We provide a parameterization of the bottom water temperature function that relies on easier to obtain variables, such as the mean, minimum and maximum air temperature and the water depth, by comparing measured and modelled shallow sediment thermal regimes from the Arctic. We use a parameterization based on a simple cosine for the water temperature with mean temperature, amplitude and time shift and add the minimum water temperature to obtain a 4 parameter function. For shallow regions with bottom-fast ice, additionally the duration of the ice-growth and -melting period as well as the minimum air temperature are needed.
We test our parameterizations with a globally unique data set of 4 years of ground temperature data collected from the seabed to a depth of 10 m from the near shore zone of the Mackenzie Delta. At the instrumented sites, permafrost is present beneath mostly freshwater bottom-fast and floating ice. Forward modeling of sediment temperatures is performed using the 1D heat transfer model CryoGrid with depth dependent thermal properties. We neglect advective processes and long-term temperature trends in the bottom water temperatures.

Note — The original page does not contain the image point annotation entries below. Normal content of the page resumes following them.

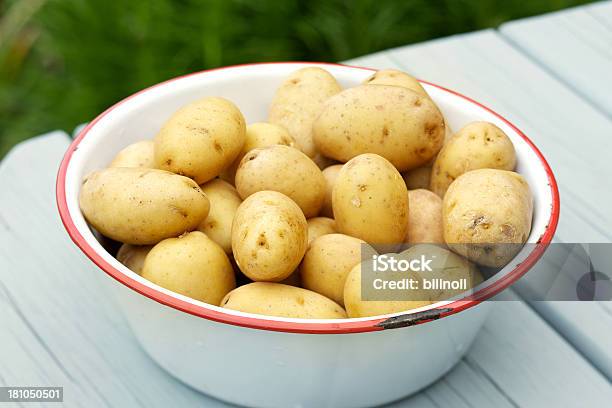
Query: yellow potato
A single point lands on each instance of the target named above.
(269, 236)
(370, 201)
(139, 154)
(298, 102)
(224, 201)
(327, 263)
(331, 174)
(133, 256)
(424, 218)
(201, 139)
(286, 170)
(479, 145)
(396, 78)
(275, 299)
(192, 265)
(487, 215)
(356, 307)
(141, 206)
(318, 226)
(259, 134)
(394, 122)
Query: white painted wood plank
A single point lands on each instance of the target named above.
(573, 45)
(574, 137)
(74, 336)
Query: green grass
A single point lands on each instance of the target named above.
(64, 61)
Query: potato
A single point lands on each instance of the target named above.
(192, 265)
(275, 299)
(417, 178)
(318, 226)
(259, 134)
(133, 256)
(478, 145)
(286, 170)
(394, 77)
(402, 126)
(298, 102)
(370, 201)
(447, 266)
(356, 307)
(327, 263)
(269, 236)
(141, 206)
(424, 218)
(486, 215)
(330, 174)
(139, 154)
(224, 201)
(201, 139)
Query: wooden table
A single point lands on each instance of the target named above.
(550, 75)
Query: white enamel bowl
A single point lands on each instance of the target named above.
(277, 362)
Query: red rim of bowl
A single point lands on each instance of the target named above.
(339, 327)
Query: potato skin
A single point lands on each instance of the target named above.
(327, 263)
(319, 226)
(298, 102)
(485, 209)
(370, 201)
(139, 154)
(330, 174)
(133, 256)
(394, 77)
(478, 145)
(224, 201)
(192, 265)
(141, 206)
(356, 307)
(286, 170)
(201, 139)
(275, 299)
(260, 134)
(424, 218)
(269, 236)
(394, 122)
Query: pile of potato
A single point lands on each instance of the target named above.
(286, 206)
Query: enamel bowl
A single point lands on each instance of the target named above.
(278, 362)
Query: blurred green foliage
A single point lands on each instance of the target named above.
(64, 61)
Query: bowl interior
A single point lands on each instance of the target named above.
(251, 88)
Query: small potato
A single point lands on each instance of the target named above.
(370, 201)
(446, 266)
(224, 201)
(286, 170)
(275, 299)
(298, 102)
(327, 263)
(133, 256)
(192, 265)
(330, 174)
(394, 122)
(259, 134)
(486, 215)
(394, 77)
(141, 206)
(139, 154)
(201, 139)
(356, 307)
(424, 218)
(478, 145)
(417, 178)
(269, 236)
(319, 226)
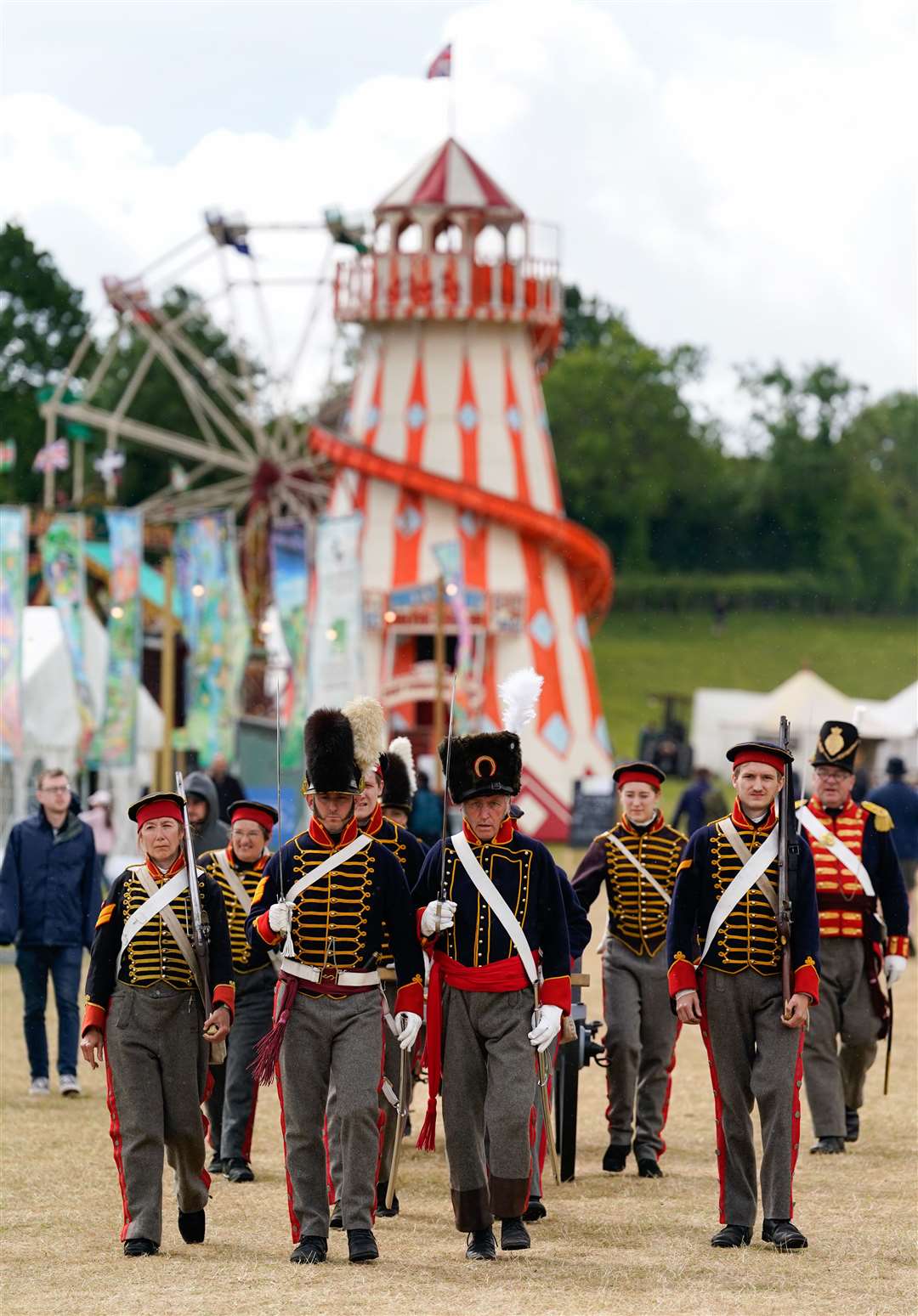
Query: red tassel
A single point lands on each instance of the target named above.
(427, 1138)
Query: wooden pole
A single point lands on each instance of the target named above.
(167, 676)
(440, 661)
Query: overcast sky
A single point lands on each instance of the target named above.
(733, 175)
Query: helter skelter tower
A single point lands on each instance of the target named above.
(450, 443)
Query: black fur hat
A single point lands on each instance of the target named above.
(489, 764)
(328, 743)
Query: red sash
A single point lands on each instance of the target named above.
(500, 975)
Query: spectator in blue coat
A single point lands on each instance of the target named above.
(50, 895)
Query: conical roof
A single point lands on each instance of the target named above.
(450, 179)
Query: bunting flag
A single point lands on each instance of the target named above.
(14, 558)
(290, 585)
(441, 66)
(125, 637)
(216, 632)
(64, 572)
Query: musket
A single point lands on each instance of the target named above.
(198, 935)
(788, 863)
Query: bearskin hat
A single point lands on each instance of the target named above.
(398, 776)
(489, 764)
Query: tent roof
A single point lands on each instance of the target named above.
(450, 179)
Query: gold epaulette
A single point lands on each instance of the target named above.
(882, 819)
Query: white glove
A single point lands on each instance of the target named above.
(548, 1026)
(278, 916)
(438, 916)
(409, 1026)
(894, 966)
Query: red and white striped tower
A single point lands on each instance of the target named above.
(450, 441)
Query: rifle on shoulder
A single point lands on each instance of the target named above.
(788, 863)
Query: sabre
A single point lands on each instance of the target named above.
(198, 936)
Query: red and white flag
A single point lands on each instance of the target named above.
(443, 65)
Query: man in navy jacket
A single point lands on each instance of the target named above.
(50, 894)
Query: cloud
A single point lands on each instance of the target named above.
(750, 195)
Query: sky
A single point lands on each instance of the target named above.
(734, 175)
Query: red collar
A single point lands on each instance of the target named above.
(374, 822)
(320, 836)
(654, 825)
(742, 820)
(503, 833)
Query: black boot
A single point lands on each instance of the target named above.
(382, 1210)
(140, 1248)
(827, 1146)
(361, 1245)
(614, 1158)
(535, 1210)
(191, 1225)
(784, 1234)
(481, 1245)
(311, 1251)
(733, 1236)
(514, 1234)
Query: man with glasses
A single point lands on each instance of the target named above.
(856, 867)
(50, 894)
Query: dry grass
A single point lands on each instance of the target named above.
(620, 1246)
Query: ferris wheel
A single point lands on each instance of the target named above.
(240, 443)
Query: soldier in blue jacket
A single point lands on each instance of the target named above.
(50, 892)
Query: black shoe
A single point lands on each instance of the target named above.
(733, 1236)
(784, 1234)
(361, 1246)
(191, 1225)
(382, 1210)
(481, 1245)
(514, 1234)
(140, 1248)
(535, 1210)
(827, 1146)
(311, 1251)
(614, 1158)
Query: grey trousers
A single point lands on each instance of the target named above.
(391, 1068)
(836, 1076)
(754, 1057)
(156, 1061)
(338, 1042)
(489, 1082)
(640, 1045)
(254, 1004)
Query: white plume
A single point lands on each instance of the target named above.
(519, 698)
(400, 748)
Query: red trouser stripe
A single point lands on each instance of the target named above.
(115, 1131)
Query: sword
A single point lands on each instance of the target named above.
(544, 1074)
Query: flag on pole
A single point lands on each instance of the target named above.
(443, 64)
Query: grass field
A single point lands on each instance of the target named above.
(623, 1245)
(639, 656)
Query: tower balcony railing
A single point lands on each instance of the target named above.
(448, 285)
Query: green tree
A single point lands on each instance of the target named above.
(42, 321)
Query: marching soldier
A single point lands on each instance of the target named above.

Rough parameterization of the annual variation of water bottom temperatures reproduce measured water temperatures with a RMSE of 20-40 %. The resulting modeled sediment temperature field based on 10 years of repeated parameterized bottom water temperatures matches the modeled sediment temperature field based on measured water temperatures in terms of permafrost characteristics, including the depth of the active layer defined by the 0°C isotherm over the year. However, both modelled temperature fields yield significantly higher sediment temperatures than the measured sediment temperature field. This may be the result of choice of sediment thermal properties in the thermal model or shifts in the duration of bottom-fast ice contact or on-ice snow Since modelled temperature fields from both repeated measured and parameterized bottom water temperatures show the same deviation, it suggests that the bottom water temperatures were warmer during the measurement period than the average over the previous 10 years.
How to cite: Miesner, F., Overduin, P. P., and Stevens, C.: Seasonal Variations in Bottom Water Temperatures and their Influence on Subaquatic Permafrost Thermal Regimes, EGU General Assembly 2021, online, 19–30 Apr 2021, EGU21-14883, https://doi.org/10.5194/egusphere-egu21-14883, 2021.